You are viewing a plain text version of this content. The canonical link for it is here.
Posted to dev@mesos.apache.org by Du Li <du...@ericsson.com> on 2013/10/29 23:55:18 UTC
problem launching mesos master from HEAD
Hi,
I just built the latest code from mesos HEAD. When doing "bin/mesos-master", the master process core dumped with error messages as below. Framework authentication seems a newly added feature.

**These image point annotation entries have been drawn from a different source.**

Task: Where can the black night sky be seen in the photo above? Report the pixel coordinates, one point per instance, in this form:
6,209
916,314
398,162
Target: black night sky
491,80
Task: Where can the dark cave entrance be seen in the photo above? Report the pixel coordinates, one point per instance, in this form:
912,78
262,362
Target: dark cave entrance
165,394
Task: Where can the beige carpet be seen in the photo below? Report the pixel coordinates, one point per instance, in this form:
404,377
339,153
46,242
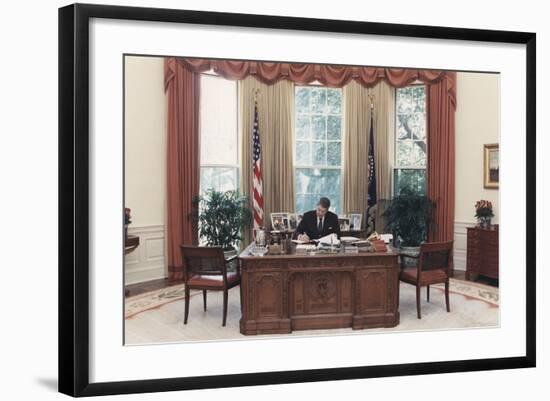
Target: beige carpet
157,316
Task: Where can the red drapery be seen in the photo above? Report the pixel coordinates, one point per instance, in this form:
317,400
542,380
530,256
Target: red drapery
183,90
441,155
182,84
301,74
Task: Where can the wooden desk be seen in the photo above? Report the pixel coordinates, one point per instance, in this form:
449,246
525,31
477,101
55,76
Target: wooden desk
281,293
482,252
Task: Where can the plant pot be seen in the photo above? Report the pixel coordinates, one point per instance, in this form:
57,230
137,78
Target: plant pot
405,251
229,252
484,222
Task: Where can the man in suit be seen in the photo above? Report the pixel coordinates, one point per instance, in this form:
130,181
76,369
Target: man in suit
317,223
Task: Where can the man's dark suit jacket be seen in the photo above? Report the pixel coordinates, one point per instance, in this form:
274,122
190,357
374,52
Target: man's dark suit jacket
308,225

Do I need to do any extra configuration to mesos and the framework (e.g. Spark)?
Thanks,
Du
I1029 15:32:44.601929 18088 main.cpp:123] Build: 2013-10-29 15:02:13 by bigdatauser
I1029 15:32:44.603224 18088 main.cpp:124] Starting Mesos master
I1029 15:32:44.604331 18088 master.cpp:293] Master started on 10.126.71.151:5050
I1029 15:32:44.604408 18088 master.cpp:308] Master ID: 201310291532-2538044938-5050-18088
I1029 15:32:44.604465 18088 master.cpp:318] Master allowing unauthenticated frameworks to register!!
*** Aborted at 1383085964 (unix time) try "date -d @1383085964" if you are using GNU date ***
I1029 15:32:44.604970 18088 master.cpp:706] Elected as master!
PC: @ 0x7f3b715e7514 mesos::internal::state::LevelDBStorageProcess::initialize()
*** SIGSEGV (@0x0) received by PID 18088 (TID 0x7f3b66c1c700) from PID 0; stack trace: ***
@ 0x7f3b703bbcb0 (unknown)
@ 0x7f3b715e7514 mesos::internal::state::LevelDBStorageProcess::initialize()
@ 0x7f3b7160d389 process::ProcessManager::resume()
@ 0x7f3b7160df2c process::schedule()
@ 0x7f3b703b3e9a start_thread
@ 0x7f3b700e03fd (unknown)
Segmentation fault (core dumped)
Re: problem launching mesos master from HEAD
Posted by Du Li <du...@ericsson.com>.
Hi Ben,
I recompiled the code with you fix and was able to start a testing master
by command "bin/mesos-master".
Thanks for your quick attention!
Du
On 10/30/13 12:00 PM, "Benjamin Mahler" <be...@gmail.com> wrote:
>Just committed the fix for this one.
>
>
>On Wed, Oct 30, 2013 at 11:55 AM, Benjamin Mahler
><benjamin.mahler@gmail.com
>> wrote:
>
>> Ah I see the issue in LevelDBStorageProcess::initialize
>>
>> void LevelDBStorageProcess::initialize()
>> {
>> leveldb::Options options;
>> options.create_if_missing = true;
>>
>> leveldb::Status status = leveldb::DB::Open(options, path, &db);
>>
>> if (!status.ok()) {
>> // TODO(benh): Consider trying to repair the DB.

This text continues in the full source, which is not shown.